Kammergericht Berlin, Beschluss v. 02.03.2011 - Az.: 5 W 21/11
Leitsatz:

Die Online-Reklame für ein Hotel, welches auf einem Werbebanner mit einem Swimmingpool abgebildet ist, ist nicht irreführend und damit auch nicht wettbewerbswidrig. Dies gilt zumindest dann, wenn in dem einstweiligen Verfügungsverfahren, durch welches die Unterlassung der Abbildung durchgesetzt werden soll, der Verfügungsgrund nicht glaubhaft gemacht wird.

Amtsgericht Meldorf, Urteil v. 29.03.2011 - Az.: 81 C 1601/10
Leitsatz:

Eine im Postfach bereits liegende E-Mail ist erst dann zugegangen, wenn mit einer Kenntnisnahme üblicherweise gerechnet werden kann. Der Empfänger muss die Möglichkeit haben, sich auf den Inhalt einzustellen. Dies ist im Geschäftsbetrieb dann der Fall, wenn die offiziellen Geschäftszeiten beginnen. Vor Beginn des Geschäftbetriebs ist mit einer Kenntnisnahme üblicherweise nicht zurechnen.

Amtsgericht Meldorf, Urteil v. 29.03.2011 - Az.: 81 C 1403/10
Leitsatz:

1. Ein Vertrag über einen DSL-Internetanschluss ist grundsätzlich von der Schwerpunktsetzung als Mietvertrag einzustufen.
2. Eine über die Verbindungsdauer hinausgehende Datenspeicherung sämtlicher IP-Adressen ist Online-Zugangsanbietern nicht gestattet.

Landgericht Berlin, Urteil v. 22.02.2011 - Az.: 15 O 276/10
Leitsatz:

Die Preise, welche für ein Hotel auf einem Reiseportal angezeigt werden, müssen vollständig sein und das anfallende Serviceentgelt enthalten. Andernfalls ist von einem Wettbewerbsverstoß auszugehen.

Landgericht Hamburg, Beschluss v. 22.12.2010 - Az.: 310 O 470/10
Leitsatz:

1. Der Inhaber eines Internet-Anschlusses haftet als Störer für die P2P-Urheberrechtsverletzungen, wenn er keine ausreichenden Sicherungsvorkehrungen getroffen hat, um im Haushalt lebende Familienmitglieder oder Dritte, die Zugriff auf den Computer haben, von diesen Rechtsverletzungen abzubringen.

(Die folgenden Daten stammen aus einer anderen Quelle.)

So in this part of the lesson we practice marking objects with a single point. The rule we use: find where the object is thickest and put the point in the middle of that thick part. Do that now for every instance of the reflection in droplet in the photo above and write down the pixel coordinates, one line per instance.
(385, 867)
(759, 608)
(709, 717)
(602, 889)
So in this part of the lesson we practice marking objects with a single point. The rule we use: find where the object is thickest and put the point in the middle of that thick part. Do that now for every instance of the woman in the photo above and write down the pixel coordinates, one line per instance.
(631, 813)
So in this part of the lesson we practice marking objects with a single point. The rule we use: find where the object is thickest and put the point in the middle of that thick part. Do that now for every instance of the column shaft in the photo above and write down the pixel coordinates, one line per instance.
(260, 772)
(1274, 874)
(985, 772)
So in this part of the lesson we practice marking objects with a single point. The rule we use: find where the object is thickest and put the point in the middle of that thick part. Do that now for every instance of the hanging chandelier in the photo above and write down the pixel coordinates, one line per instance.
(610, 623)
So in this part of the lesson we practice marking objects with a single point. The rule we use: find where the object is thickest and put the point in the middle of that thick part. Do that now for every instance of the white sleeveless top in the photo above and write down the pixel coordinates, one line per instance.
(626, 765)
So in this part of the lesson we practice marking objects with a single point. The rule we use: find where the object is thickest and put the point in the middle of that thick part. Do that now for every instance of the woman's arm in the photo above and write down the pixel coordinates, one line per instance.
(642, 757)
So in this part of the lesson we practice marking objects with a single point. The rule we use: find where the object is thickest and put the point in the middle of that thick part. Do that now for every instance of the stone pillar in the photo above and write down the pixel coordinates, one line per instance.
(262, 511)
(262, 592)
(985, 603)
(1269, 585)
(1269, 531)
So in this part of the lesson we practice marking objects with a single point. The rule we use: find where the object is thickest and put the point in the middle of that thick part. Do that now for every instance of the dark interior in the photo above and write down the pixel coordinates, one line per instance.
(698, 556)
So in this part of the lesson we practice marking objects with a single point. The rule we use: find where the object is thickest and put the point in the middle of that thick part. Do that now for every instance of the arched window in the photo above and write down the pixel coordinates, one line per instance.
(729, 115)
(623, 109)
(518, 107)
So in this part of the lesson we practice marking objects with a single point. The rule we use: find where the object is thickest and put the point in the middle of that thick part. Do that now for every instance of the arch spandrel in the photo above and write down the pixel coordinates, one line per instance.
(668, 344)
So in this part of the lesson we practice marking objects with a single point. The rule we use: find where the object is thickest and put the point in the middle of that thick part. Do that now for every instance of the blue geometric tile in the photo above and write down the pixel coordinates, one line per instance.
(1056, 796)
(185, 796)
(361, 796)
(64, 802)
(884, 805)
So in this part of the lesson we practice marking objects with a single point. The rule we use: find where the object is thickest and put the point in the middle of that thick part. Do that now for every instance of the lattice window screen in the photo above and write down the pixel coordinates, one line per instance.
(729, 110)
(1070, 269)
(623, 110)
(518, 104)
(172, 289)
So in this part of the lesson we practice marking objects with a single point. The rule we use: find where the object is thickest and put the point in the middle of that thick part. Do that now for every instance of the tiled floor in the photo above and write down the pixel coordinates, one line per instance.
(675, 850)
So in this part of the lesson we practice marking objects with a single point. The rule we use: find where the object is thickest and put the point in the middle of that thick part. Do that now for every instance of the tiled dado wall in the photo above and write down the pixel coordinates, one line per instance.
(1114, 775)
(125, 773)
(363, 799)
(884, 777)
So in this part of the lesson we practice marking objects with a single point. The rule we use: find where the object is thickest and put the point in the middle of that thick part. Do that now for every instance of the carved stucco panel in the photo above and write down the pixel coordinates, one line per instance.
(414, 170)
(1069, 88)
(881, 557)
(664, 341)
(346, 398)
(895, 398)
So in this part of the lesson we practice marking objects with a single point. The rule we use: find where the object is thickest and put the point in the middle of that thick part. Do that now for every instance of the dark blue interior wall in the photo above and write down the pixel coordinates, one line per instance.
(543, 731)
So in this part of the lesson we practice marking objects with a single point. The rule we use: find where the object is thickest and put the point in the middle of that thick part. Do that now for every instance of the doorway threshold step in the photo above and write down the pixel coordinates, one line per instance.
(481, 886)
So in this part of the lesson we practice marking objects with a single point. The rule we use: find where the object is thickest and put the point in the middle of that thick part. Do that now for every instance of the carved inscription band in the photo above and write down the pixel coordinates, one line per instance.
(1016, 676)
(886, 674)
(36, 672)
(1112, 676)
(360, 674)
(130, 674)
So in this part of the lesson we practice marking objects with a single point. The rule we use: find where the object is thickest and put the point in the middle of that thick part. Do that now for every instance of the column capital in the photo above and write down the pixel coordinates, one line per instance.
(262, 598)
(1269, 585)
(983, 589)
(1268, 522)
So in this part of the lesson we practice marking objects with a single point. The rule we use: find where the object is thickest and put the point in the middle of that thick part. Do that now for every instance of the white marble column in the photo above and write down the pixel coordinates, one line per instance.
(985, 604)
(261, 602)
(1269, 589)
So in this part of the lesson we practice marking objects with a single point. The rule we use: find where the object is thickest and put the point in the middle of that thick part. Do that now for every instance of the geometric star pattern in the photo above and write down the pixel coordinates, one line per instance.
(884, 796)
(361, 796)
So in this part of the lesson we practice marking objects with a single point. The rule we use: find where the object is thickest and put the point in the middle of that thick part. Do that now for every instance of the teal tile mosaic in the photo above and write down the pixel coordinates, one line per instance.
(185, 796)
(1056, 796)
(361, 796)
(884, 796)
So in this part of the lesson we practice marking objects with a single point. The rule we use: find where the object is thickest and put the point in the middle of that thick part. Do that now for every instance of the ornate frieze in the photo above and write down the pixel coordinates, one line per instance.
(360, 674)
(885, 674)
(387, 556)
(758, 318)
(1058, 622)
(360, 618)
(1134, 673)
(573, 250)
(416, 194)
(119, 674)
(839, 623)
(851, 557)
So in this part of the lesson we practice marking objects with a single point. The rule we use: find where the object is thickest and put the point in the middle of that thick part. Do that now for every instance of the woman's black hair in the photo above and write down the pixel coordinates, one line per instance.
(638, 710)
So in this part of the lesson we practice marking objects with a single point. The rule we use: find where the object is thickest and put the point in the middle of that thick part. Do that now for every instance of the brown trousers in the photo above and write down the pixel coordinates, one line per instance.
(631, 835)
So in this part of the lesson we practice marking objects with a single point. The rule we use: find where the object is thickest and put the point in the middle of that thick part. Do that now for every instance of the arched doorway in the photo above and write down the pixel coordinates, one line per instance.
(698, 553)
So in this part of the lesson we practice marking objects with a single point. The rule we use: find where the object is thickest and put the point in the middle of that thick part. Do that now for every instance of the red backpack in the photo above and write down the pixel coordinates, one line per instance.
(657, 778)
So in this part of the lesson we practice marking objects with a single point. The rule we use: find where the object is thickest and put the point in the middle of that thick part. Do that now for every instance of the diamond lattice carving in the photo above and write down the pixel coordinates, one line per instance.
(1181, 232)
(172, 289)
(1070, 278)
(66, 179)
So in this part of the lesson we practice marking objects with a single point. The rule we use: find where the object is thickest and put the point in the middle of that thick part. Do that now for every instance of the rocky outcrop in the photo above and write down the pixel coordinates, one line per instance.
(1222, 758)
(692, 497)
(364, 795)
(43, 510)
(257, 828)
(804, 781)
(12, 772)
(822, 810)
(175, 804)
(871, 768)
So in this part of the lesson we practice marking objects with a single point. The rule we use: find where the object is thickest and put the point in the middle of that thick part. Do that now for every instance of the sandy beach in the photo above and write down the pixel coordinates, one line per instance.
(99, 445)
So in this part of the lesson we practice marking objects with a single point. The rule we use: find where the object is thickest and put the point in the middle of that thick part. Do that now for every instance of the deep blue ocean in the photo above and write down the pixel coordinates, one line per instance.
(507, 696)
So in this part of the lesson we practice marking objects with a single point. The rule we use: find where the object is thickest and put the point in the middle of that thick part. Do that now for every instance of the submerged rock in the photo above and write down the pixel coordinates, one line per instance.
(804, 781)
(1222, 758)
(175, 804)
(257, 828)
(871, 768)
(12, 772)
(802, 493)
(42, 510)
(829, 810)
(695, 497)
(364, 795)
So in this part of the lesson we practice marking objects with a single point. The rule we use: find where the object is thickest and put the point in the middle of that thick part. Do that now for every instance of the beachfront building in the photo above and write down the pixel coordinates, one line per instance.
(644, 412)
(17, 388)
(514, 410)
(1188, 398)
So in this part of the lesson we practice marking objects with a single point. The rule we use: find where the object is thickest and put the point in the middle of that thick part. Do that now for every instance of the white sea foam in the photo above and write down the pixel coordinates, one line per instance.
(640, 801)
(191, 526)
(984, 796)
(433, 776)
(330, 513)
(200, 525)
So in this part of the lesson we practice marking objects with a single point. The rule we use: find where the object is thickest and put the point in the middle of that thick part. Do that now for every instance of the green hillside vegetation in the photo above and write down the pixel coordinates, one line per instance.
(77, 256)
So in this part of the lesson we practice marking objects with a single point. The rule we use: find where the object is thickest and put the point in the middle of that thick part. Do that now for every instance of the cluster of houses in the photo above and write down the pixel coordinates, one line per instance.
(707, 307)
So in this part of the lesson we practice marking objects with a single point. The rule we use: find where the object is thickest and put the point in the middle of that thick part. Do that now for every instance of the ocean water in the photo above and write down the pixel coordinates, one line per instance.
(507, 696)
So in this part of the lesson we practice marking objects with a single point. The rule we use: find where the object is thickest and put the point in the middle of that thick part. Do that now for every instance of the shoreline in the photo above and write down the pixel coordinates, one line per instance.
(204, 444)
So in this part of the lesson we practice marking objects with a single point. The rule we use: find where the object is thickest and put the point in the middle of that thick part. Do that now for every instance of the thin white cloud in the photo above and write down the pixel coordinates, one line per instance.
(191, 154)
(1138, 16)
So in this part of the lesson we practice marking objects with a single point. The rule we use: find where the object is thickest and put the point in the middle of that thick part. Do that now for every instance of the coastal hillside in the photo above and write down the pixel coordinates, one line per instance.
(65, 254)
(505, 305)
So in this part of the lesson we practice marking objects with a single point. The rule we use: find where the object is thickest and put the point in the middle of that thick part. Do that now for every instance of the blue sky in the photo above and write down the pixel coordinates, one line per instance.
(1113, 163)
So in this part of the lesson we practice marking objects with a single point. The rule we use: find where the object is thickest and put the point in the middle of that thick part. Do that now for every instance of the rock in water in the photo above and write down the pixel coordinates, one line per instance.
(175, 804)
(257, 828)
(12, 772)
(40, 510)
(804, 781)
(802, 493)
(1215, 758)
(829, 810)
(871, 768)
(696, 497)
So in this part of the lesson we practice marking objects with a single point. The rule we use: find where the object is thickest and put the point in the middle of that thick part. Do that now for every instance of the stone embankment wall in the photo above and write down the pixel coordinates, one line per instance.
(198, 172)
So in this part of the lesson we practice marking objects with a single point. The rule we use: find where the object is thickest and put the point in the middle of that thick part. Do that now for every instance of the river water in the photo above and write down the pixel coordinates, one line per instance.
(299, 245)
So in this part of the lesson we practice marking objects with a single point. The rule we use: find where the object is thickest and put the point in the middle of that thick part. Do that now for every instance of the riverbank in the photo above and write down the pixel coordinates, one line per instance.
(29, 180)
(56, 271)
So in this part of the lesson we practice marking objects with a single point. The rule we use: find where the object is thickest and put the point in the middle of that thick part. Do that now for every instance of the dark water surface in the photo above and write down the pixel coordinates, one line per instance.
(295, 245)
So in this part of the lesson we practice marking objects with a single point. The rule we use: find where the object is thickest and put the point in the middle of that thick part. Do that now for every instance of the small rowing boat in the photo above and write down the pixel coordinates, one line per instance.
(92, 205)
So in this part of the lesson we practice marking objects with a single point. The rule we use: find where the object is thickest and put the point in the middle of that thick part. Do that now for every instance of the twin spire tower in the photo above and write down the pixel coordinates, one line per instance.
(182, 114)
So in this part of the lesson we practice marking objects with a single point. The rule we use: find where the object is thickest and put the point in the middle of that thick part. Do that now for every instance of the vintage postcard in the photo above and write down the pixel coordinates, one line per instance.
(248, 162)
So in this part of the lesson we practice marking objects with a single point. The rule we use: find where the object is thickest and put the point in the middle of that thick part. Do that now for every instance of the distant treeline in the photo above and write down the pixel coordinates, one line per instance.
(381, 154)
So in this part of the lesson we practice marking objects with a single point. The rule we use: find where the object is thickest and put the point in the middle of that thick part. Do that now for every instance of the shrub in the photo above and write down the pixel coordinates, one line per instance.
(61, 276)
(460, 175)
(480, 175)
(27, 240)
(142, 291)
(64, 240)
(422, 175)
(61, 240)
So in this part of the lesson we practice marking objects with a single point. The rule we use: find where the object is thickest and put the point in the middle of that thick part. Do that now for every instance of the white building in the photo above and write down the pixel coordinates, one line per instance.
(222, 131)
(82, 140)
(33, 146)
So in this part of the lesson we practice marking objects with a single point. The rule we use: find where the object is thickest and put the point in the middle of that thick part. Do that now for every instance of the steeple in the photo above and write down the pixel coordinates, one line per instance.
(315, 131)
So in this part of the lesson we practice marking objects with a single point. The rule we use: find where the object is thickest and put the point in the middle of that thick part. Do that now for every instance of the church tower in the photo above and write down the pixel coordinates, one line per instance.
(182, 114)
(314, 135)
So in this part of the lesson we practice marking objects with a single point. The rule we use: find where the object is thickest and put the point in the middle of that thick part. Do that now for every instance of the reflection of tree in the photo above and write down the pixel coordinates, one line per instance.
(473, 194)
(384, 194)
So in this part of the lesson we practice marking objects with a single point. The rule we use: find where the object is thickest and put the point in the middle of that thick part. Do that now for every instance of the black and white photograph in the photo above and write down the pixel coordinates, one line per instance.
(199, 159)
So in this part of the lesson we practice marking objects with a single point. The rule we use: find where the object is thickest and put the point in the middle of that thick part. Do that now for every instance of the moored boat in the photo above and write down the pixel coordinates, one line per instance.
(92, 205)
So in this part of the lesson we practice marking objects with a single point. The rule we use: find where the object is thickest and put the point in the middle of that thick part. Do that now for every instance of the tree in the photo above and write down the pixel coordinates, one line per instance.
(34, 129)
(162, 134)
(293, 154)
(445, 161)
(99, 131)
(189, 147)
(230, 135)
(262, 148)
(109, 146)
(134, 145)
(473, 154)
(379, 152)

2. Der Streitwert für die rechtswidrige Zugänglichmachung eines Films liegt bei 10.000,- EUR.



Amtsgericht Charlottenburg, Beschluss v. 28.02.2011 - Az.: 207 C 61/11
Leitsatz:

Das Blockieren des Faxgerätes und das Sichten der Faxwerbung stellt eine unzumutbare Belästigung dar. Die Zusendung von Fax-Spam löst im Rahmen einer gerichtlichen Auseinandersetzung einen Streitwert von 7.500,- EUR aus.